As a first generation college graduate and second generation American, I was also vulnerable to the scarcity mentality. Like everyone else, I come with a whole set of stories and experiences that inform my life. In my case, past experiences with poverty and shortages of home resources had an impact on how I viewed the availability of money, raises and well paying jobs. As a result of these experiences, at times I was vigilant and small in my work.  Overtime and with the help of mentors and coaches, I learned how to let go of these limiting beliefs and become an expansive, abundant and successful leader. 

So how does this scarcity show up at work? Here are some obvious ways it shows up:

  • If only we could erase the word “but” from our vocabulary. I would be rich living on an island of the Coast of Colombia if I had a dollar for every time a person said “I love that idea but there isn’t enough...”
  • Taking all the credit for work done by a team of people
  • Letting one person take accountability for all the mistakes, knowing you and others were also involved
  • Preventing others from getting a promotion, raise because you think there isn’t enough money available or you think it’s you or them.

Here are the less obvious ways you can be operating from a place of scarcity:

  • Refuse to hold another colleague accountable for their bad behavior
  • Avoid having courageous conversations with coworkers and friends
  • Dodge accolades or praise for a job well done  
  • Remaining silent or going unnoticed to avoid sharing emotions

As you can see feelings of scarcity can play a major role in how we share our gifts with the world.

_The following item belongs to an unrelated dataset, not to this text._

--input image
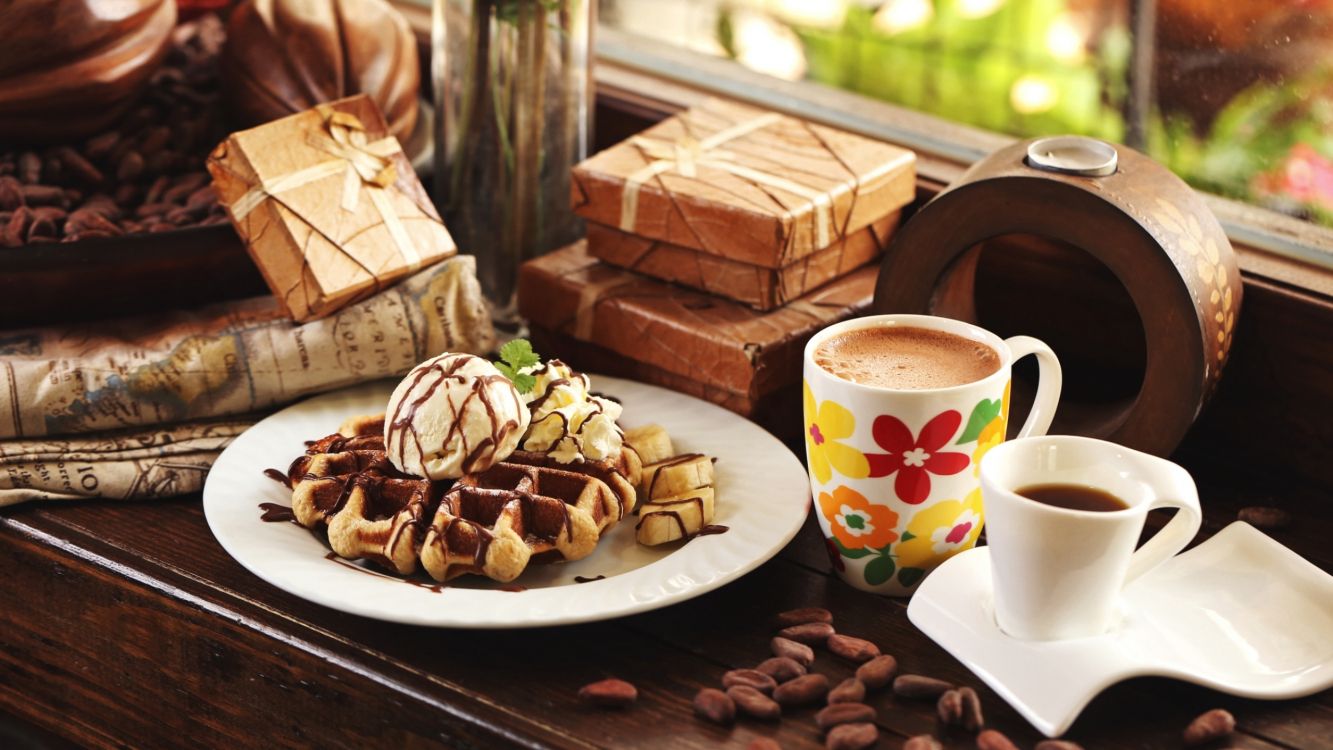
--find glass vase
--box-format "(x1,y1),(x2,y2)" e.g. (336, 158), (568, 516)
(431, 0), (596, 322)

The beliefs we have about our role and our emotions can suppress or oppress our own engagement or the leadership of others. Feelings of anger and frustration usually ensue when we hold back our true self.

Fear, anger and frustration are usually gatekeepers for deeper feelings of inadequacy or scarcity in our lives. Instead of looking away from the fear and anger, look past them and see what areas of your life feel insufficient or limited. What are you protecting yourself from?

Putting your finger on these deeper insights can help you unleash your full power and potential as a transformational leader.  Instead of filling up with scarcity, we want to see the abundance and plenitude. Finding abundance in every situation, helps us be more authentic, loving, compassionate and fierce coworkers.  We can engage in more courageous activities, take smart risks and find creative solutions to today's most pressing problems. 

Your turn: What parts of your life feel scarce or incomplete? How can you create an abundant perspective in those areas?